BackChannels’ trope regarding dictatorships: “Different Talks — Same Walk!”
So back to Omar al-Bashir who cannot tolerate that Sudanese should get the world’s news coming out about his regime worldwide.
Al Jazeera English, February 19, 2019.
The news, however, does get out, making the dictator’s image increasingly indelible and negative in global conscience and memory.
Since coming into power in 1989, al-Bashir worked to systemically consolidate power by banning political parties, dissolving parliament and actively muzzling political dissent, through arrests, torture and executions, as recent events demonstrate. His government also worked to systematically ban trade unions, which played a key role in two successful popular uprisings in Sudan — one in 1964 and another in 1985.
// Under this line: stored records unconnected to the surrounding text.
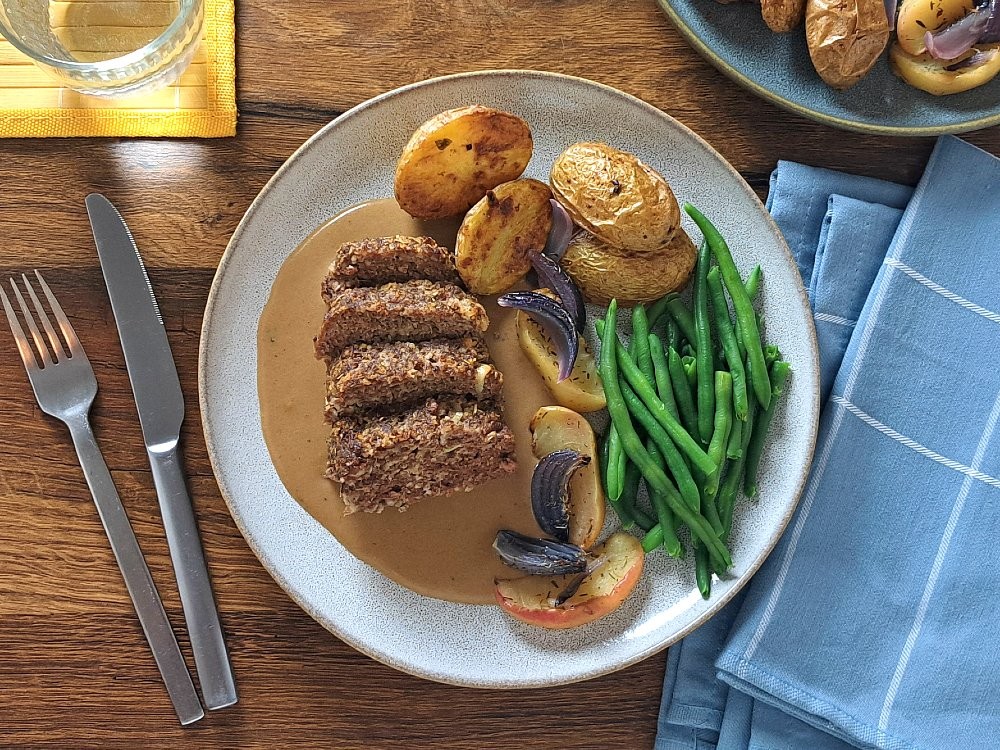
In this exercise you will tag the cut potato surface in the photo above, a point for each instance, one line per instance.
(602, 274)
(456, 156)
(532, 599)
(616, 197)
(555, 428)
(491, 252)
(582, 391)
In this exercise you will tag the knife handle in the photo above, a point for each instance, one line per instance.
(138, 581)
(211, 659)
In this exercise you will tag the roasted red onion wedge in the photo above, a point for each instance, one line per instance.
(556, 321)
(551, 275)
(542, 557)
(550, 491)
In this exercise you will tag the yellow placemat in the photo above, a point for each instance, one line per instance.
(201, 104)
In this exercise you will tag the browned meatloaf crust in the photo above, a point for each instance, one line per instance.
(379, 260)
(439, 447)
(411, 311)
(377, 376)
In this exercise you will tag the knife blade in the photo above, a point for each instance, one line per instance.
(160, 403)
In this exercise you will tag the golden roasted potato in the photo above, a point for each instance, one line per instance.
(602, 274)
(582, 391)
(555, 428)
(491, 252)
(917, 17)
(782, 16)
(845, 38)
(616, 197)
(456, 156)
(930, 75)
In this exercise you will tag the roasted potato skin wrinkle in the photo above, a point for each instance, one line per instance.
(491, 252)
(455, 157)
(845, 38)
(616, 197)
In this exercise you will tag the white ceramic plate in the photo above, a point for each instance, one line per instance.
(353, 159)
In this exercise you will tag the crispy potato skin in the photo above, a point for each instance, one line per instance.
(491, 252)
(616, 197)
(781, 16)
(845, 38)
(455, 157)
(604, 274)
(927, 74)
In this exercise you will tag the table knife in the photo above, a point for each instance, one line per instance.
(160, 404)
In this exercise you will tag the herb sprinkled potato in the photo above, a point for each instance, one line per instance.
(603, 273)
(491, 252)
(616, 197)
(456, 156)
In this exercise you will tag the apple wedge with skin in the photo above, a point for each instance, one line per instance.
(533, 599)
(555, 428)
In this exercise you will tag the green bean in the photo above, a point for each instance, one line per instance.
(728, 338)
(682, 391)
(661, 375)
(702, 570)
(640, 341)
(703, 345)
(645, 391)
(746, 318)
(753, 282)
(779, 374)
(682, 317)
(654, 476)
(722, 423)
(665, 446)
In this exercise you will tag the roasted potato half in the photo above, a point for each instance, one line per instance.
(845, 38)
(456, 156)
(603, 274)
(781, 16)
(933, 76)
(616, 197)
(491, 252)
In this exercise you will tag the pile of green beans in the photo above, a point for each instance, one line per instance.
(691, 400)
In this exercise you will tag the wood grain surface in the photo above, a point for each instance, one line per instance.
(75, 671)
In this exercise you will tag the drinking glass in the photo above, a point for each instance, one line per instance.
(106, 47)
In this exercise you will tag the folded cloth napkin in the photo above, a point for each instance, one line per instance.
(870, 620)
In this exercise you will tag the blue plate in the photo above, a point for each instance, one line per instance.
(777, 67)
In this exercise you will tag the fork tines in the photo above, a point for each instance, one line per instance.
(57, 353)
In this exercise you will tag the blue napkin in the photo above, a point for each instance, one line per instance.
(897, 525)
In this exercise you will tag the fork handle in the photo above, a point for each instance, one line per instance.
(215, 674)
(138, 580)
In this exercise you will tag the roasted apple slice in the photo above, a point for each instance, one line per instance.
(556, 428)
(551, 602)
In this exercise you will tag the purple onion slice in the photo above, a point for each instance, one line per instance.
(556, 321)
(561, 232)
(540, 557)
(552, 275)
(550, 491)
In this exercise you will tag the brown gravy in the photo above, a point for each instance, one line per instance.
(441, 546)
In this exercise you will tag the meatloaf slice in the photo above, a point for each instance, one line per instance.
(411, 311)
(439, 447)
(379, 260)
(379, 376)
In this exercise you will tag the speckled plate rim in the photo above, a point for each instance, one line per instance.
(746, 82)
(275, 570)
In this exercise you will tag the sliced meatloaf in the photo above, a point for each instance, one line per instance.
(379, 260)
(410, 311)
(439, 447)
(378, 376)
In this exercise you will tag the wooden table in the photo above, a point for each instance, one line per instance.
(75, 671)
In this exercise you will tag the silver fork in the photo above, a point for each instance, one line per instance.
(65, 386)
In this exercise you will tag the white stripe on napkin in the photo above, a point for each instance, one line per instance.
(949, 530)
(946, 293)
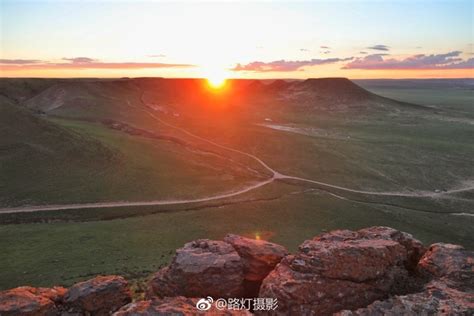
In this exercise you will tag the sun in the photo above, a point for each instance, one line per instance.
(216, 78)
(216, 82)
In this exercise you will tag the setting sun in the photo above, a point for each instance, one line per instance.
(216, 82)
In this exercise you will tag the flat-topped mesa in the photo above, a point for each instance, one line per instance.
(335, 93)
(373, 271)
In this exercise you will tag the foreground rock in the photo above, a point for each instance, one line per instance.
(201, 268)
(171, 306)
(450, 263)
(259, 257)
(28, 301)
(450, 291)
(98, 296)
(234, 267)
(343, 270)
(373, 271)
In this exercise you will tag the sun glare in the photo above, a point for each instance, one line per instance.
(216, 78)
(216, 82)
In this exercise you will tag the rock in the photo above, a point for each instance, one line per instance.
(99, 296)
(414, 247)
(201, 268)
(451, 263)
(259, 258)
(28, 301)
(437, 299)
(342, 270)
(171, 306)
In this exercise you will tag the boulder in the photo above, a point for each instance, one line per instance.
(342, 270)
(98, 296)
(451, 263)
(172, 306)
(436, 299)
(28, 301)
(201, 268)
(259, 256)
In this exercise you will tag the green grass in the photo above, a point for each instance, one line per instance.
(409, 150)
(64, 253)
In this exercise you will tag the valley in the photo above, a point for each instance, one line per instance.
(283, 160)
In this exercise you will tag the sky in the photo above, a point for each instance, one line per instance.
(239, 39)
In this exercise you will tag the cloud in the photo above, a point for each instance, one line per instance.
(449, 60)
(379, 47)
(81, 63)
(19, 61)
(80, 60)
(284, 65)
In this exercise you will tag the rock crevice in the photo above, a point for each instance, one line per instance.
(373, 271)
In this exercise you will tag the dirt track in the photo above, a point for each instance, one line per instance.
(275, 176)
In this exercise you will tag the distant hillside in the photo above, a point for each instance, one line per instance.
(36, 154)
(102, 98)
Africa News. “Sudan protest hub: Student rallies ramp up pressure on govt”. February 19, 2019.
Journalists – local and international, have been caught in the middle of the protests. Foreign reporters have been deported or ordered out over their coverage whiles local journalists have been arrested and allegedly tortured. Rolls of daily and weekly newspapers have also been confiscated. A number of varsity professors in the capital Khartoum were recently arrested for attempting to stage a protest.
These systematic arrests have targeted not only reporters covering protests in almost all parts of the country but also journalists who themselves dared to protest against the regime’s policy of censorship and arrests of journalists with the aim of restricting coverage of the protests.
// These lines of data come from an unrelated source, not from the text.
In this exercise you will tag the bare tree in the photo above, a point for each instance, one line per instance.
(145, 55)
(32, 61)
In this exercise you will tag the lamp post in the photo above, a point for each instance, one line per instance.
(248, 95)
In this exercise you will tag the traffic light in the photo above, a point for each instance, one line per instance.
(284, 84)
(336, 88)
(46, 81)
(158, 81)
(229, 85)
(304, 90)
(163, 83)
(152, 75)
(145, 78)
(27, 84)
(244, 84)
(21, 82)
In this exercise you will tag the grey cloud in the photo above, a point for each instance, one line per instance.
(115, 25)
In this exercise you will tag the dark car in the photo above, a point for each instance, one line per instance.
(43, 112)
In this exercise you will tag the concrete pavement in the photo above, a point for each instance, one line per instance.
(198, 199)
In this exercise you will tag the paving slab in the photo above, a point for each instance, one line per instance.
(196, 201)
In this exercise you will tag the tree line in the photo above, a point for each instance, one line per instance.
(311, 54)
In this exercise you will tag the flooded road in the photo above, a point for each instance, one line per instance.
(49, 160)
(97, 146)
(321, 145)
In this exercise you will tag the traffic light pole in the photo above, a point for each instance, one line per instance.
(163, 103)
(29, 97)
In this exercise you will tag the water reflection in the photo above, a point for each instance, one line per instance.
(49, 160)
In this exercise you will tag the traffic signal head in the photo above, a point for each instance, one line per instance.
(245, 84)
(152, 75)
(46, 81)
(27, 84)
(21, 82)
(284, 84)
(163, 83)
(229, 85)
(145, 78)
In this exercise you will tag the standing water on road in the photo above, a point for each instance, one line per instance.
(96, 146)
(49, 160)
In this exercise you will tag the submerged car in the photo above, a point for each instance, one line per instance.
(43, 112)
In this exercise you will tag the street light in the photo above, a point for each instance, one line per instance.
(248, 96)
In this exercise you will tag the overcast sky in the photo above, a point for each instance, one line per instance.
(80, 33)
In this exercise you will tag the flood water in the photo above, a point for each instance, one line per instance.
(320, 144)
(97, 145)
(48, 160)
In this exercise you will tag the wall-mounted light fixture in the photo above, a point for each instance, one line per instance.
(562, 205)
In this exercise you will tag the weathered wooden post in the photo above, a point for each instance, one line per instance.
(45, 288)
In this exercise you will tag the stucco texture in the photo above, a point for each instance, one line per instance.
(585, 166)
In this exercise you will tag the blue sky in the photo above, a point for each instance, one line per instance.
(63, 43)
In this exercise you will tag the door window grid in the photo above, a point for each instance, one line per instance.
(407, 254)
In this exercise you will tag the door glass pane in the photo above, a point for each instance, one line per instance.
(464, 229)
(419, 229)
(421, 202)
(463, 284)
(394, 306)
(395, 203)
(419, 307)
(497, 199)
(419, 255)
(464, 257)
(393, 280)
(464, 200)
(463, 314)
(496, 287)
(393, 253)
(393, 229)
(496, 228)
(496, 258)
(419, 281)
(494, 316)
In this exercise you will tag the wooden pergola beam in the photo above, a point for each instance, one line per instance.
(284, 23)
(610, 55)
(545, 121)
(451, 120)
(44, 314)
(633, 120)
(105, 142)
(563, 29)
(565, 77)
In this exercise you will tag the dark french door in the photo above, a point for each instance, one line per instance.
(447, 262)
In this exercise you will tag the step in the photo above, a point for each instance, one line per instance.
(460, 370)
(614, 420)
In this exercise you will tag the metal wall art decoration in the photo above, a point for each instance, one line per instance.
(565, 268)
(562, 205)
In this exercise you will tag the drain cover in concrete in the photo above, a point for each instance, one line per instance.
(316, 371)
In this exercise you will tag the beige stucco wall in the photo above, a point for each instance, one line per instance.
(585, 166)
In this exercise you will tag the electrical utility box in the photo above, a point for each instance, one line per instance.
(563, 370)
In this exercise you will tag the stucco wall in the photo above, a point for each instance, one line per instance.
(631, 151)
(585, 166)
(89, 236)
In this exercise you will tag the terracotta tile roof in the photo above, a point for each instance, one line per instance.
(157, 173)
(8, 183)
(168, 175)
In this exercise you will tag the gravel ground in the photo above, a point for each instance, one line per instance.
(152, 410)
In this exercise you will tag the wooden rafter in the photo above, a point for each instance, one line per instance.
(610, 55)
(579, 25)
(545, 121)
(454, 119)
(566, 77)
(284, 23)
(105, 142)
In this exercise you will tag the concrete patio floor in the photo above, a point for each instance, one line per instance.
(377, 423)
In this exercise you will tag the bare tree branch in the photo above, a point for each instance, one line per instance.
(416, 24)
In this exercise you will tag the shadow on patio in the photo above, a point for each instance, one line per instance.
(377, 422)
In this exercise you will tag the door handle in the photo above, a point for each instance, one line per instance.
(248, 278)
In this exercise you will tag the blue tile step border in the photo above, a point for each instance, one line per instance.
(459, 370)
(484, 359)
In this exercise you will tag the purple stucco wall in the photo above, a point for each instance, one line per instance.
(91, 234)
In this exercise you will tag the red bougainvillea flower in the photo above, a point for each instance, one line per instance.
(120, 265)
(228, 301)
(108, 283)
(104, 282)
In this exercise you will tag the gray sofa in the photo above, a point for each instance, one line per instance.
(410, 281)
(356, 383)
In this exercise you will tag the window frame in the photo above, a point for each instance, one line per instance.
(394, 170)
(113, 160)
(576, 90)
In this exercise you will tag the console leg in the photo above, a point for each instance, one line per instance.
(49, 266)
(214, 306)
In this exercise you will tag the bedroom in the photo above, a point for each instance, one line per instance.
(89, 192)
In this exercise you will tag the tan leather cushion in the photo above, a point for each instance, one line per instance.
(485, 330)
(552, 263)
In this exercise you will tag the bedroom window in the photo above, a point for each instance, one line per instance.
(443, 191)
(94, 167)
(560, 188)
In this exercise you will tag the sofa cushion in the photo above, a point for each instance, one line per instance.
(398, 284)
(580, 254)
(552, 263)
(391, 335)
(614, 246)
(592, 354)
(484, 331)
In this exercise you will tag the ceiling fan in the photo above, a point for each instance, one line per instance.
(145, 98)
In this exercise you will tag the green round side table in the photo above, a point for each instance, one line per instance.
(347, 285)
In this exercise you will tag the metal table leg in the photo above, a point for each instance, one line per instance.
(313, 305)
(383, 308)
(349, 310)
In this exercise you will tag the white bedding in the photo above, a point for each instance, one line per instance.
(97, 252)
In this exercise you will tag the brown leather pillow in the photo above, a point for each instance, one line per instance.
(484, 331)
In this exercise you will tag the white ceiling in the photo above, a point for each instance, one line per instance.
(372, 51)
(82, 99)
Dictators may have just two options when challenged: accept safe harbor, if available, step down, and try to appreciate (and survive) the “golden years”. (In BackChannels memory, Pakistan’s Pervez Musharraf is the only General and President to have done that, and he today lives in exile — and declining health — in London; Zimbabwe’s Robert Mugabe has been recently removed from power by his former bodyguard, Emmerson Manangagwa — of course there’s more to that story — who may protect the old man while getting hands and head around the disaster left him by the former dictator).
The other is to suppress the revolution.
Beatings. Secret detention centers. Held without charges. Torture.
“Ghost Houses”.
“Disappeared”.
“The Fridge”.
The gangs conveyed by white Toyota pick-up trucks as depicted in the above video may be known as “Shadow Battalions”.
The ISS article suggested for any protest to bring about change in Sudan, it would have to dislodge the government’s power base in the army and security apparatus, as well as the ruling coalition and the Islamic movement.
As former vice president Ali Osman Taha has said, “the authorities have full shadow battalions ready to sacrifice their lives to defend the regime”.
Omar al-Bashir must make clear the depths of the sadism he will indulge in his quest to remain in power by intimidating all who oppose his stay.
Aside: one BackChannels source has reported the use of shotgun bird shot aimed at faces to take out eyes.
The same sadism that once served Moscow (and may again serve it) at Lubyanka Prison appears repeated in the Soviet / Post-Soviet sphere of influence. Also infamous for murder and torture: Evin Prison, Iran; Sednaya Prison, Syria.
Now we have the “Ghost Houses” of Sudan.
KHARTOUM (Reuters) – Security forces arrested 14 professors who were gathering to protest outside Khartoum University on Tuesday, witnesses said, as anti-government demonstrations neared the end of their eighth week.